Is there anything in the agent log when you run the verify or agent info ?
Is there anything in the appserver log ?
Better search in KB.. There are lots of inputs available there..
What are the agent logs telling you that’s different between the connections that “work” and the ones that aren’t? I/O error usually has a useful log entry.
No, there are no related entries in the target server agent logs or the configuration app server console logs or agent logs. It appears that either those commands don't involve communication with the target server agent or those commands are communicating differently than the other commands that are making them take longer to respond.
Are there firewalls between the appservers and these targets? If there’s no entries on the agents, that means the communication’s not even getting to the agents, so the question is… who –is- the appserver talking to?
From the overall description it sounds as though you have a communication issue between the appservers and the agents on the targets. I would recommend going to each appserver and doing an agentinfo from each server to a single target and post the results. I've seen where one or more appservers were having an issue communicating to targets and it would show up as a random issue.
Agentinfo returns an I/O error on these servers, however we were able to telnet to these nodes over port 4750 from the app servers.
We found the cause of the issue. The servers in question have two IP addresses in DNS. Example:
Addresses: 10.176.136.27, 10.168.128.27
When we do a telnet from the app servers to Linux540 over port 4750, it works fine. However, if we try to SSH to Linux540 (using the name) from a known working bastion host, it won't connect. If we use the correct IP address, it connects fine.
Similar behavior is happening within BL as well... we can connect to the File System through Live View just fine in the BL client, and we can push ACLs fine. But when we try to do a 'Verify', it times out. I'm guessing the 'Verify' command and 'agentinfo' are making calls to Linux540 in a different way that Live View does.

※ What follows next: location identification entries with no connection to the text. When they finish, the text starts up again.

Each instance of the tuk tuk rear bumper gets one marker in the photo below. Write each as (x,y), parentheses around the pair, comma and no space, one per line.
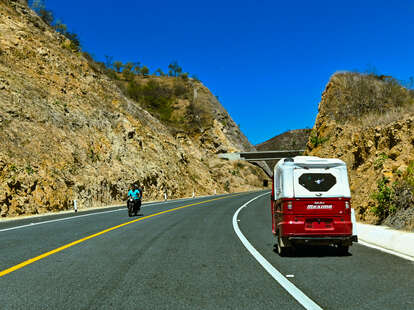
(321,240)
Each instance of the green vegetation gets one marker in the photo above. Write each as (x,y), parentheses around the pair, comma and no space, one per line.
(379,161)
(368,93)
(398,196)
(155,96)
(383,197)
(47,16)
(316,140)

So the solution is obviously to remove the incorrect IP address from the DNS entry, but it leaves the question open on how those commands are internally trying to communicate to the target server. Not sure if that's something we'll get the answer to that question on here, but one of the BMC BladeLogic software developer could probably tell us.
Is the IP_ADDRESS property value populated for any of these systems ?
Yes, it's populated and actually has the correct IP address in it.
1 of 1 people found this helpful
It could be the appserver has the wrong ip cached… fixing dns and bouncing the appserver should fix this.
I'm putting in a request to our network team to remove the invalid IPs from the DNS entries. Will let you know if that fixes the issue.